Cross-Species Susceptibility to Harmful Algal Bloom Toxins Microcystin-LR, Anatoxin-a, and Saxitoxin
Citation:
Mattingly, K., M. Jensen-Brickley, A. Banerji, K. Benesh, AND A. Cole. Cross-Species Susceptibility to Harmful Algal Bloom Toxins Microcystin-LR, Anatoxin-a, and Saxitoxin. St. Louis River Summit (UW Superior Yellowjacket Union), Superior, WI, March 03 - 05, 2026.
Impact/Purpose:
Communication of findings regarding new approach methodology for ecotoxicology. Of relevance to aquatic resource managers responsible for public health concerns associated with harmful algal bloom toxins.
Description:
Cyanobacterial blooms, once rare in the St. Louis River estuary, are becoming more common. Bloom-associated toxins (cyanotoxins) may cause deleterious effects in humans, but effects are unknown for many other species. This is due in part to the limited number of species used in toxicology testing. Susceptibility to toxins can also be predicted by comparing target proteins for these toxins—species having functionally different proteins might have different susceptibility to a toxin. To expand our understanding of how common cyanotoxins (microcystin-LR, anatoxin-a, saxitoxin) impact a broad range of organisms, we obtained publicly available data extracted from controlled exposure experiments in the ECOTOXicology Knowledgebase (ECOTOX) and analyzed protein sequences using Sequence Alignment to Predict Across Species Susceptibility (SeqAPASS). ECOTOX provided ample toxicity data for microcystin-LR, whereas anatoxin-a and saxitoxin each have ~one-tenth as many studies (311 publications for microcystin-LR, 32 for anatoxin-a, 28 for saxitoxin). Most studies for microcystin-LR and saxitoxin tested effects in crustaceans and fish, while more than half of anatoxin-a studies focused on algae and plants. A subset of the species with studies in ECOTOX also had protein sequences available for SeqAPASS analysis. Susceptibility predictions from SeqAPASS tended to be corroborated by ECOTOX findings.
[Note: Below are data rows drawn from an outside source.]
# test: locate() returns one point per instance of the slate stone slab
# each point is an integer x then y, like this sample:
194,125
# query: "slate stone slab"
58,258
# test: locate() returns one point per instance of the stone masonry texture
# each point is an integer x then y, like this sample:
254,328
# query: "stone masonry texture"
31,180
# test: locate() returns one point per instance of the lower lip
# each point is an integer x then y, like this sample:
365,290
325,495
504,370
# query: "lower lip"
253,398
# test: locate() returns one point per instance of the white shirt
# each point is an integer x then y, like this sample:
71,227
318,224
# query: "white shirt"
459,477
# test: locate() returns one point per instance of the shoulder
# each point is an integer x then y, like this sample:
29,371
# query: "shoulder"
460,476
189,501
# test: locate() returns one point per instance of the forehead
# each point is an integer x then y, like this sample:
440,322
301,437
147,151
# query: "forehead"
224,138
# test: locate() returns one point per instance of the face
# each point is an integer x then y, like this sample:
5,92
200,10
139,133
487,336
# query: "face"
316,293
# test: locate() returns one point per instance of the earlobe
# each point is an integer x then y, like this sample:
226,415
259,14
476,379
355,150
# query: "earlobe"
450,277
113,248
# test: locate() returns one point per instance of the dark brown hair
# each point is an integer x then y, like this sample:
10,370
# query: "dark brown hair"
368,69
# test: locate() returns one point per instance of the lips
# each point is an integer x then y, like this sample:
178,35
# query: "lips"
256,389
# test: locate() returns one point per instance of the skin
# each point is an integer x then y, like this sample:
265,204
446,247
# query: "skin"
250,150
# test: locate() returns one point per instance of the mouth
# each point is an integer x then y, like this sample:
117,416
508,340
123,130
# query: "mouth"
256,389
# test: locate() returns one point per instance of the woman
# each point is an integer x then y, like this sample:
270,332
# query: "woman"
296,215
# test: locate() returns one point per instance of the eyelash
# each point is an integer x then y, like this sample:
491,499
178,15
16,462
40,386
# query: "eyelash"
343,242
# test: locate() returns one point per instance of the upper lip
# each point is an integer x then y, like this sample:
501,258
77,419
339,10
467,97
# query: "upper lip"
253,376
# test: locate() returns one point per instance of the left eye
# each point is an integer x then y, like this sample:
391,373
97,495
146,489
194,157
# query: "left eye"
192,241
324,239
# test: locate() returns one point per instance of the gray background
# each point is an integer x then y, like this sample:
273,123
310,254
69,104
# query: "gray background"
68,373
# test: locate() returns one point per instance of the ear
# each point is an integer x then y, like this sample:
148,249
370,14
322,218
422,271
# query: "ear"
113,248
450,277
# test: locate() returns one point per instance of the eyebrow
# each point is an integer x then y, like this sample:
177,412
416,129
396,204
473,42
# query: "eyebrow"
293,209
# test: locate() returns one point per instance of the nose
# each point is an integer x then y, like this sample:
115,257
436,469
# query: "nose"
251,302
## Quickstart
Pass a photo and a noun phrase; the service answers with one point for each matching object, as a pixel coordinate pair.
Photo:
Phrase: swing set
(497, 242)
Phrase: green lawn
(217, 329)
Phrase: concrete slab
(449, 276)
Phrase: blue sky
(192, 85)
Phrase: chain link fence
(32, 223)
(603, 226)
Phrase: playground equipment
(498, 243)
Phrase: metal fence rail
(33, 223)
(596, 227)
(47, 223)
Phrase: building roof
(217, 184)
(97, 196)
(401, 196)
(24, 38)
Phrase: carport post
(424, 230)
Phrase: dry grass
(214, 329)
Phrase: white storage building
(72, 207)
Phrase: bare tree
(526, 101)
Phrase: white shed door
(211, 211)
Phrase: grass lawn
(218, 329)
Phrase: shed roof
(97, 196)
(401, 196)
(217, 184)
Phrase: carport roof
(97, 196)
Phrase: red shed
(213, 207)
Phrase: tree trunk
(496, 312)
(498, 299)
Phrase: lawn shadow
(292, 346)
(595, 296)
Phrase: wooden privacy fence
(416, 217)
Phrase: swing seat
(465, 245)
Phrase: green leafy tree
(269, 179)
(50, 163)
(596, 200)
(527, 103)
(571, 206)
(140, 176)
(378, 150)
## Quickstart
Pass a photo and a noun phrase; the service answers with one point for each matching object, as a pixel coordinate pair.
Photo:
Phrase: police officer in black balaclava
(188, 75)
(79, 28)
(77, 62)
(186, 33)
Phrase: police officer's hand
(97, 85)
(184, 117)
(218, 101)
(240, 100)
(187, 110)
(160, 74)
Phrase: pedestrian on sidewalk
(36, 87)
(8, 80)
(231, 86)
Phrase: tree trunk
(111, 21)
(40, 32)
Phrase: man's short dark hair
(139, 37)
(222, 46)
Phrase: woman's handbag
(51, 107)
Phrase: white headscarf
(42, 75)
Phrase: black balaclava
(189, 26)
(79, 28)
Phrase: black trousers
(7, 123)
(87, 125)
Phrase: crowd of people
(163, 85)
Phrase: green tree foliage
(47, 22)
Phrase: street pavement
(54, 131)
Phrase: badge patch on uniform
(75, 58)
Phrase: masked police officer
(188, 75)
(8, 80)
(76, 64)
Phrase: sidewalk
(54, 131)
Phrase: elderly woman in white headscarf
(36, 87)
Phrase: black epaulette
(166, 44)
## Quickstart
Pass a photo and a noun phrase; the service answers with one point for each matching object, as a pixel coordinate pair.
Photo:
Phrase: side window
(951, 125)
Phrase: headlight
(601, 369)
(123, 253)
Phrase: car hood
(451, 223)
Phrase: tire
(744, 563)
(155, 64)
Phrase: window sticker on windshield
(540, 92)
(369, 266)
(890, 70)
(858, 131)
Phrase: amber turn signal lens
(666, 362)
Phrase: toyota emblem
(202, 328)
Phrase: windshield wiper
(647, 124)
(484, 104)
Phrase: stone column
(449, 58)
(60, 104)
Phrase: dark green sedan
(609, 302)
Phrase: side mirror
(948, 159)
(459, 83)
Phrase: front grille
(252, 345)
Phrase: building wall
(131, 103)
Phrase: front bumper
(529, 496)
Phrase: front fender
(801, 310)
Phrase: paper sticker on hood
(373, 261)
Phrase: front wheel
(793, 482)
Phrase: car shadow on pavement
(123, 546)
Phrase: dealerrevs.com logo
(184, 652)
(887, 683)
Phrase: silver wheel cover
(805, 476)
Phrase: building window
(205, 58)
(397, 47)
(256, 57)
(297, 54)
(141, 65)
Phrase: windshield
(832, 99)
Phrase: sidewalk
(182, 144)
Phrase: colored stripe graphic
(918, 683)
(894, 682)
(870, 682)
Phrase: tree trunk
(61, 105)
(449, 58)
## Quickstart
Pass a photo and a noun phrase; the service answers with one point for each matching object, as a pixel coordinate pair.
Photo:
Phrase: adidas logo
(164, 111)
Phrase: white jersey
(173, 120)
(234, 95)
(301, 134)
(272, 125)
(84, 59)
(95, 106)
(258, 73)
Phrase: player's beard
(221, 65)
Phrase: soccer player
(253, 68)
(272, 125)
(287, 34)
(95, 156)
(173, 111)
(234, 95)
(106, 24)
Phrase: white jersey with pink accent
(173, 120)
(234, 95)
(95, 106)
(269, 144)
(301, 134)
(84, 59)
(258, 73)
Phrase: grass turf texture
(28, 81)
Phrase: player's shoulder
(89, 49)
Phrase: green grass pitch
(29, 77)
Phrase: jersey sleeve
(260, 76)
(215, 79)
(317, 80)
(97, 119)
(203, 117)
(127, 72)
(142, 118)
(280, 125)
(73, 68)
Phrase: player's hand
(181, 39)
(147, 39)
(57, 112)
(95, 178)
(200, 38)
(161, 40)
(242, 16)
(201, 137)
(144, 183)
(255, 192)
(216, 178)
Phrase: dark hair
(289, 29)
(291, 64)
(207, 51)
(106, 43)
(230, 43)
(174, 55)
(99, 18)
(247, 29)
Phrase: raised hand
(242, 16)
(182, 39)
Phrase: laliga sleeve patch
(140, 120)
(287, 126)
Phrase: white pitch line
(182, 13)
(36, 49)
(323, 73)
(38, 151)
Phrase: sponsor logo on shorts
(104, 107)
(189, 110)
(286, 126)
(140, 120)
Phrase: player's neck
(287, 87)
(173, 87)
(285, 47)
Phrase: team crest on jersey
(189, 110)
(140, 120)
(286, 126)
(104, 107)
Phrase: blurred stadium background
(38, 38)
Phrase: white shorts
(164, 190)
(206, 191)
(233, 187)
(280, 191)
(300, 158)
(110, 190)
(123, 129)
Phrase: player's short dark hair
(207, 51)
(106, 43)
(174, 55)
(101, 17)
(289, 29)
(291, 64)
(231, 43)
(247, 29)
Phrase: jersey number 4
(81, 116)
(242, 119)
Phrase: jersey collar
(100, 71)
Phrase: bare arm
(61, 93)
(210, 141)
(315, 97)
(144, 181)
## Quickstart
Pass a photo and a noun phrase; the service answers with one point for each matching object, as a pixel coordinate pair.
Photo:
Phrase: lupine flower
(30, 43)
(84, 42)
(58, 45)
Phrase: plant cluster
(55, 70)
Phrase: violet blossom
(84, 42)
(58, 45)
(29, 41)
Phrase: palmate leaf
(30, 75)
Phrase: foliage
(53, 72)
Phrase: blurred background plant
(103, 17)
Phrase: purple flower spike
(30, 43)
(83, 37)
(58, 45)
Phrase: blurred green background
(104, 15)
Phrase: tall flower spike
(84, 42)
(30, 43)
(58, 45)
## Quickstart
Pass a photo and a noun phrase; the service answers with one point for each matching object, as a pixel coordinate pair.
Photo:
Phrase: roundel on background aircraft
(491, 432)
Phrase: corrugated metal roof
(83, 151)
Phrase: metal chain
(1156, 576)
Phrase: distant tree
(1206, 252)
SeqAPASS predictions were also available for hundreds of unstudied species per toxin and could help inform future work. Most species received “susceptible” predictions. Fungi were often classified as nonsusceptible to microcystin-LR, a finding that aligns with proposals to use fungi for bloom remediation. For anatoxin-a, we found evidence that invertebrates may be less susceptible than vertebrates, because invertebrates lack the protein variants that have been shown to bind strongly with anatoxin-a. Our efforts to predict which organisms might be differentially affected by toxic blooms will ultimately inform larger-scale estimates of blooms’ impacts on whole aquatic communities, in the St. Louis River estuary and beyond.